Gençlik gelecek… Bunu biliyorlar ve kendi geleceklerini garanti altına almaya çalışıyorlar. “Bak! Hazır OHAL de var KHK’lar çıkarmaya da ara vermişiz, uslu durun haa… Yoksa bi KHK da sizin için çıkarırız.” özgüveni var kendilerinde. Dayandıkları güç aslında hiç de sağlam değil. Baksanıza artık yedikleri nanelerin ülke içinde kalamayacağı, korku iklimiyle sindiremeyecekleri anlaşılınca tutuştular. Kendilerinin ikbalini kurtaracağını anladıkları anda bizim yıllardır mücadele ettiğimiz ABD “emperyalizmiyle” dost olmaya, tüm o hamasi lafları unutmaya meyilliler.

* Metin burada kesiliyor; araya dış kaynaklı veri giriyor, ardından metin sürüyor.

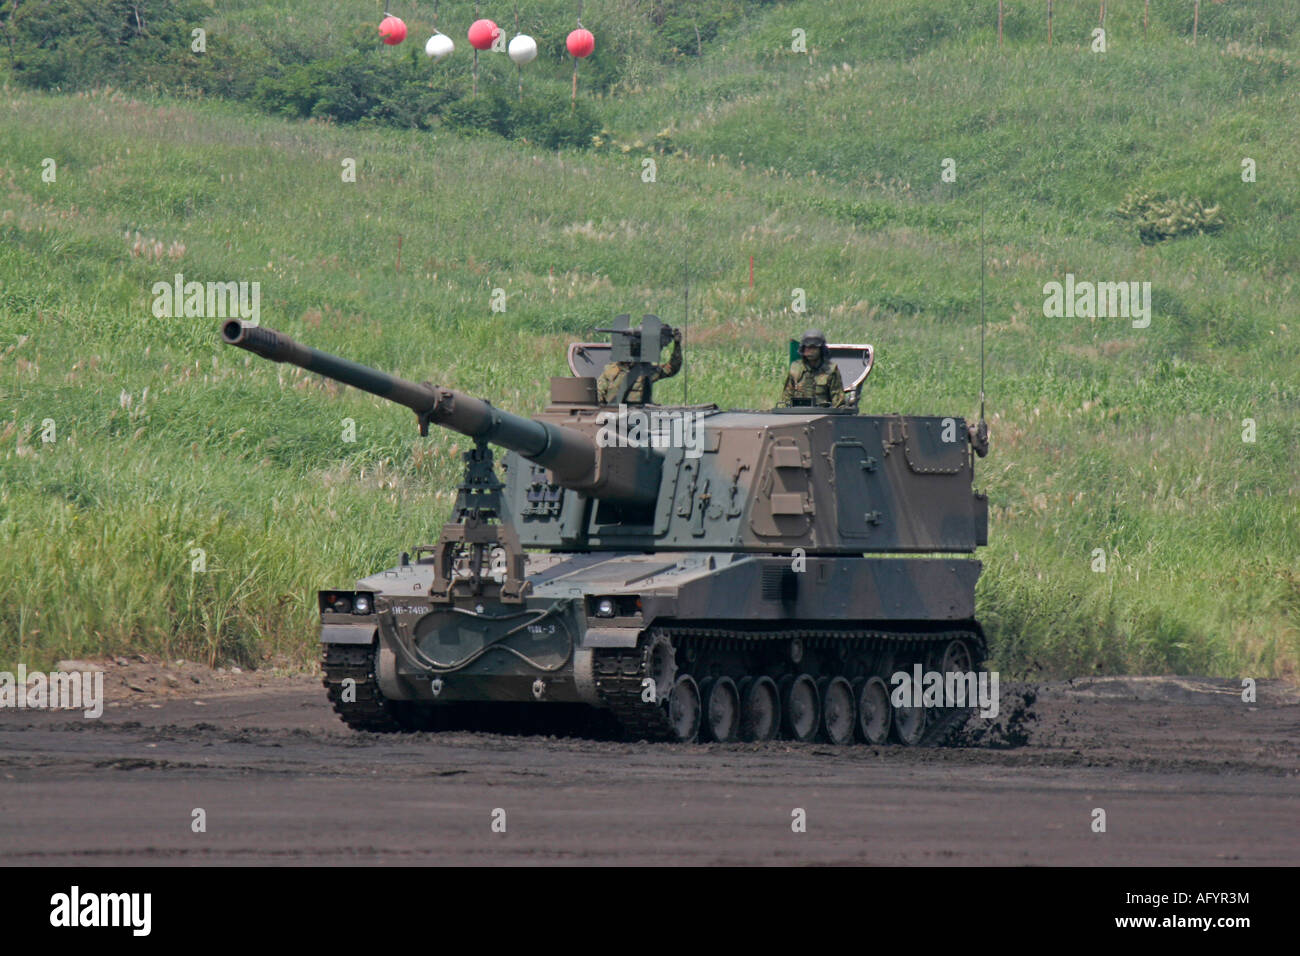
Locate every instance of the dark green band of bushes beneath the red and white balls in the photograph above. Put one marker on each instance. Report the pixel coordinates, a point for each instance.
(71, 45)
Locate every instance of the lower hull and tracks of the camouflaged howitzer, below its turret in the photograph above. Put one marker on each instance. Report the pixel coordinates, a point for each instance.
(742, 646)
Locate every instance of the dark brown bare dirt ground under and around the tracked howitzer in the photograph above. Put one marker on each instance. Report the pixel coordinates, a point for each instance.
(1184, 769)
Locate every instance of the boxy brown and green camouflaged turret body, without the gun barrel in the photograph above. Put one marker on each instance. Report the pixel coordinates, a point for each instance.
(829, 485)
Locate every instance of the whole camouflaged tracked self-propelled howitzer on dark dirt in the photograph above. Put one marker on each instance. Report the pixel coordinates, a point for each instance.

OHAL onlar için korkutma aracı. Başarısız olduklarını söylemek bu durumun ebedi olabileceğini düşünmek kadar saçma değil belki ama yılmadan, teslim olmadan mücadele etmek de bir o kadar gerçekçi. Tüm tarih bu mücadelenin tezahürüdür nasılsa.

Evvel ki günlerde Üniversite’den bir akademisyen twitter’dan Sakarya tarihi konusunda agresif bir şeyler yazdı. Kendisini hem tanımam hem de yalnızca bir tweet yüzünden haklı mı haksız mı olduğuna dair yorum yapmam. Ancak şunu söyleyebilirim; kültürel anlamda bağrında bunca toplumsal katman barındıran, bu zenginliklere sahip bir kentin, Sakarya’nın faaliyetler hususunda bu denli kısır olması yukarıda yazılan ülkenin “iklimi” ve yönetenlerin tercihleri göz önünde bulundurulduğunda gayet “tutarlı” oluyor. Bu zenginlikleri törpüleyeceksin, gelişimini engelleyeceksin hatta tekleştireceksin ki başın sıkıştığında herkesi arkanda tutabilesin. Kitap okumada 88. sıradayız belki ama rahat olun G-20’deyiz. G-20 yeniyor mu paşam? Eğitim mefhumunun ilerlemeye katkısını müfredat değişiklikleriyle engellemeye çalışıyorsunuz, sizden olmayan dahi eskiden dostunuz da olmayan öğretmeleri işlerinden ediyorsunuz ama boşa… Aydınlık düşünceleri, fikirleri engelleyemezsiniz. Gerçeklerin bir şekilde ortaya çıkmak gibi bir huyu varsa, yalanla, dolanla, öyle “kandırıldım” demekle nereye kadar…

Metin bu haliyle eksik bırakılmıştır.